Sunday, January 29, 2012

How Can We Encourage?

How are we at encouraging one another? 
I often think of Hebrews 10:24, especially lately, and wonder how I am doing?  How am I encouraging other believers to continue on in love and good deeds?  Am I doing it myself?  Do we do a good job of that? 
I am so thankful to have people in my life who encourage me to not give up doing good and pursuing love and to do it all out of an overflow of what Christ has done for me.  That is a blessing I don't deserve.  What if people aren't loving and kind?

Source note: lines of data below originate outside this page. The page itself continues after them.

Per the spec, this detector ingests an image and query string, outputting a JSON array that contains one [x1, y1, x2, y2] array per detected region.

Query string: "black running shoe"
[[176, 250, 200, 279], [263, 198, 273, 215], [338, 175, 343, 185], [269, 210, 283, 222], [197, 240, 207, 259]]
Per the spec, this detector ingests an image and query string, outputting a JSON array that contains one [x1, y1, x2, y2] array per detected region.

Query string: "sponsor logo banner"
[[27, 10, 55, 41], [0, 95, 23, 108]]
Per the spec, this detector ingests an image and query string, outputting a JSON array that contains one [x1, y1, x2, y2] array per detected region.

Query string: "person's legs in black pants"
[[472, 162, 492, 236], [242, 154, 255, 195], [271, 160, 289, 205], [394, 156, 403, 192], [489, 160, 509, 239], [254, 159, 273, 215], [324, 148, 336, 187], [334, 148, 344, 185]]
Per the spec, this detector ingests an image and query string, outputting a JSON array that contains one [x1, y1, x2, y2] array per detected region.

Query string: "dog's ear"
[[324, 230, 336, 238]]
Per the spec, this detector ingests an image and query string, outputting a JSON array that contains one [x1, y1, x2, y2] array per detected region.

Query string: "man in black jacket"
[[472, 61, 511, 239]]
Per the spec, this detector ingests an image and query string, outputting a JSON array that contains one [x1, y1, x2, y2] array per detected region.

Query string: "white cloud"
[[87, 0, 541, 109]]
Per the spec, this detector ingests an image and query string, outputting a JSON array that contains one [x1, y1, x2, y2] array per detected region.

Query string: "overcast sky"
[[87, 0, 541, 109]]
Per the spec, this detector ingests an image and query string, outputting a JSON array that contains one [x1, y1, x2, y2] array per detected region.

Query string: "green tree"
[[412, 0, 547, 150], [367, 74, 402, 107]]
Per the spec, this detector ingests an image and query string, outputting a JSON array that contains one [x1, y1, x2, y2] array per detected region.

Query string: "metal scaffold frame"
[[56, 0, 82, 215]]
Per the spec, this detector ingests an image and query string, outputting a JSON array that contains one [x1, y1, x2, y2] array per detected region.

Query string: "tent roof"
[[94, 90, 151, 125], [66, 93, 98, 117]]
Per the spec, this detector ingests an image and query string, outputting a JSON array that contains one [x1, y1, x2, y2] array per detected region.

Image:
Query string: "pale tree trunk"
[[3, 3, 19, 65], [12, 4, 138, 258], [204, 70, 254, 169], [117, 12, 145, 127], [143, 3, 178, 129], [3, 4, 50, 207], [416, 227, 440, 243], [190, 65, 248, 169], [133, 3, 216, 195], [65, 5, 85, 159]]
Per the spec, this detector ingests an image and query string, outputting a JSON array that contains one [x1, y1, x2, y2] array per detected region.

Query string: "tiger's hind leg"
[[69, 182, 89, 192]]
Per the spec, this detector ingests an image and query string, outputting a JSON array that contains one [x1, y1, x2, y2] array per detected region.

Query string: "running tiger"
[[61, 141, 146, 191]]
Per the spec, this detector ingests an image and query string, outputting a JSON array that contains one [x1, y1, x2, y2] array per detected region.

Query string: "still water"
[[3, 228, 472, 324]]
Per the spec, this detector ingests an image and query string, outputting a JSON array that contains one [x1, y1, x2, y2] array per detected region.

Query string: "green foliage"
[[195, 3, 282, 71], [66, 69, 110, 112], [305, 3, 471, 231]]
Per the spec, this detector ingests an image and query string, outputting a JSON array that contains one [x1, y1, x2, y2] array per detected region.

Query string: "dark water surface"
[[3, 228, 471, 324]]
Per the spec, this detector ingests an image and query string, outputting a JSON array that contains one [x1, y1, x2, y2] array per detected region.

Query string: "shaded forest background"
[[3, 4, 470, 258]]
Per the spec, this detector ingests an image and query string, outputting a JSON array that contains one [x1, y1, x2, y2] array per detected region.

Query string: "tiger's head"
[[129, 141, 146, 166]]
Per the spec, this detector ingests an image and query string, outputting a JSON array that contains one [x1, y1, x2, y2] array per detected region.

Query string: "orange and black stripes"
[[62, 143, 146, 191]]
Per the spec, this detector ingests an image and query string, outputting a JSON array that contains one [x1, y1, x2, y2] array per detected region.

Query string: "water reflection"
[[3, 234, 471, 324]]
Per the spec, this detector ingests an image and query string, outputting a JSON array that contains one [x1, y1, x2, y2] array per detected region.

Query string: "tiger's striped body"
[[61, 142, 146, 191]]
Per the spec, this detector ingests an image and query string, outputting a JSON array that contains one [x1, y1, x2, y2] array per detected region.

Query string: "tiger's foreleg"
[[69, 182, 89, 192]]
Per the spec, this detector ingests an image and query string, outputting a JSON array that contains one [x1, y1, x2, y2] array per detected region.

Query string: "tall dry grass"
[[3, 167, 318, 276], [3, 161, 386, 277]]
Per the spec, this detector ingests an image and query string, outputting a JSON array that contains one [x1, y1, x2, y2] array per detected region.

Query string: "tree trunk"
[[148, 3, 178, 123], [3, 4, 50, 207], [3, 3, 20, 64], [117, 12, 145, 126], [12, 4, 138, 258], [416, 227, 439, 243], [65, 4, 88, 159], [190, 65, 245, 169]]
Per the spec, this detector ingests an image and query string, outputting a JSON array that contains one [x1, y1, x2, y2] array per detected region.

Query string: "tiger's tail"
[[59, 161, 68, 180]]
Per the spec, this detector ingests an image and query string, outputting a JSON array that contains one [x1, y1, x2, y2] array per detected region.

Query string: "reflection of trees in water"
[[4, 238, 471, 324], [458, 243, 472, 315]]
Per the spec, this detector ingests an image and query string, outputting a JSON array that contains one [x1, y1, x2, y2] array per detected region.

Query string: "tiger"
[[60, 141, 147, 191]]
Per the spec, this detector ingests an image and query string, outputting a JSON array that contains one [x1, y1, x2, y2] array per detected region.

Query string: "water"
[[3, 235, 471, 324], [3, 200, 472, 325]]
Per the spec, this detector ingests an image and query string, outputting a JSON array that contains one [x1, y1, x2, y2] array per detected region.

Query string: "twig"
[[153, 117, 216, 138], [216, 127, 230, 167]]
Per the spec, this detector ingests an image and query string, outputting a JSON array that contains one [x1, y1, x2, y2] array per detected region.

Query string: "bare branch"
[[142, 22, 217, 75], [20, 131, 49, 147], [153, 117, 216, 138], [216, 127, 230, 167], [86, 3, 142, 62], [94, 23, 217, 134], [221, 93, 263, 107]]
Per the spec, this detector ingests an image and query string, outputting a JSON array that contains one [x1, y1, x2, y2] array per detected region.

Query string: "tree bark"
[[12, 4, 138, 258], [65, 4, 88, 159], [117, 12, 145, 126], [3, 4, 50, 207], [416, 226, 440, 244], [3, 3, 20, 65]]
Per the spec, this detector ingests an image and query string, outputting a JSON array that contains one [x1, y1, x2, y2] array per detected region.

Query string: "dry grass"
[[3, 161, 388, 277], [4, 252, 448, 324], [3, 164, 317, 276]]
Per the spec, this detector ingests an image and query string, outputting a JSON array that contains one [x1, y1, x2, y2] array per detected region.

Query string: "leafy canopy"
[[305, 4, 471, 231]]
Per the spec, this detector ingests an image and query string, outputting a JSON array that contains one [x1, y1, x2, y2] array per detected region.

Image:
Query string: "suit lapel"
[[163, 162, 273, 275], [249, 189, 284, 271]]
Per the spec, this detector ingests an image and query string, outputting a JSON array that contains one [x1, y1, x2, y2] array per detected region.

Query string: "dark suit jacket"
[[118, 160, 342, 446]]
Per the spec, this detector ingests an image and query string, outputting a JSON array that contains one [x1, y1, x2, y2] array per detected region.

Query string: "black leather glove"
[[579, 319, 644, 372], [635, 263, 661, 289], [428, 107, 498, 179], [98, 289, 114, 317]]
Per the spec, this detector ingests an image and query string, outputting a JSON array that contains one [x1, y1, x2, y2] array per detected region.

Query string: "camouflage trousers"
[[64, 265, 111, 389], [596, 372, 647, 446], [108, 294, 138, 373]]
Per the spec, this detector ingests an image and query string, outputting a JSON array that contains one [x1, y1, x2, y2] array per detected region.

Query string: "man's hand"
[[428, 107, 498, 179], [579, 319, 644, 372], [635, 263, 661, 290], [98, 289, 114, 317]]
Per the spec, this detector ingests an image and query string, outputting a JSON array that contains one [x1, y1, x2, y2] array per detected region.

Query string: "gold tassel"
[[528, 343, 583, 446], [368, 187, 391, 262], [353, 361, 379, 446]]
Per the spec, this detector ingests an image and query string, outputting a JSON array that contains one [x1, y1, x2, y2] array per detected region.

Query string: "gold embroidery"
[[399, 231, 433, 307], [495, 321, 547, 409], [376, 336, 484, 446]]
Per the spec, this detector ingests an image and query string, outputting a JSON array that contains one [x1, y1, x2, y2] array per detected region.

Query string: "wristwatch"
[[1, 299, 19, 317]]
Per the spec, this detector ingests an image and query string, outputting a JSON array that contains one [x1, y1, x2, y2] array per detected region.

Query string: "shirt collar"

And what if they don't pursue love and good deeds toward you?
I am reminded of Christ and His sufferings.  He took all the ridicule and spite and he had people accusing Him of being someone He was not.  And He was GOD!  And I am having my pity party when I feel misunderstood.  Aye yie yie!  What is man that You were mindful of him and who am I oh God that You would know my name?!  I am overwhelmed all over again at a God who would love me so much that He would send His only Son to die for sin.  And the words of the song echo over and over again, "How He loves us, Oh how He loves us!"
Every time I want to complain or have a pity party, I try to bring myself back to this one amazing truth.  It changes EVERYTHING!  And it doesn't mean I don't burst into spontaneous tears or feel sad.  It just means that in the midst of any day, of any menial task...  from the stinkiest diaper or the naughtiest kid, to the heart break that comes when people do not speak truth about God... I have a living hope that never changes.  The Rock that can not be moved.  I serve a God who plans and perfects every part of the universe!  And yes, He loves me!  Hallelujah, all I have is Christ!  And He is all I need. 
How can we encourage?  Focus on THAT truth, and God will show us. :)

Sunday, January 22, 2012

Random, Hurried Thoughts

There are different times in my life that have thought were so hard for one reason or another.  In this time, when I decided to blog, finally, it happens to be the time when we are taking a little break from cable and internet in my house.  So, even though I keep thinking about blog topics, I have no wifi.  Now, this is not one of the hardest times in my life.  lol  That's easy to figure out.  But for many different reasons it has been difficult.  But here's the deal...  I think back to times when things were super hard and they are some of the most precious times in my life.  With the Lord, with Joe, with our kids.  Sleepless nights, make you cuddle your newborn more.  Having 4 miscarriages led to sweet dependence on the Lord and faithful, earnest prayer with my husband.  Having no internet or cable has led to quite times sitting at Starbucks, doing my Bible study and getting my computer work done.  It's all cozy and raining out and all my men were sleeping when I left.  (I'm sure they are awake now.:)
There is so much I want to share about 1 Samuel.  About how godly parents don't always have godly kids, About how when God calls people to be concecrated to Himself, the requirements of holiness are high!  But I spent too much time studying and now have to rush off to pick up the fam for night church. 
I just didnt want to say I was going to blog and then ignore my blog for a year again. lol  Thanks for reading.  I hope to encourage you in the future through what God is teaching me.  :)

Thursday, January 12, 2012

A New Place to Share

I have been thinking about this for quite some time.  Sharing more on my blog that is.  It's so easy to do a quick status update on facebook about how I feel, or what I'm learning.  But I have barely done that latley.  My heart is discouraged and I can hear it... I can hear my mom's voice in my head saying, "If you don't have anything nice to say, don't say anything at all."  All to say, I don't want the overall tone of my heart to be quick complaints, or vauge thoughts on what I'm learning that no one will understand.  However, God has brought me low in this time.  He has humbled me again as I see my sin and weakness.  And as disheartened as I've been, I AM so thankful!  I am thankful for the reminder that God is the one who makes us poor in spirit and who humbles me for His own glory. (1 Samuel 2:7, Mathew 5:3)  And I do want to give Him glory!  But ONLY because He has graciously turned my heat towards Him.  Otherwise, I couldn't even do that.
So here is what you need to know...
I am honest.
I am learning.
I have much, much more to learn.
And I would like a place to share my heart.  So here goes.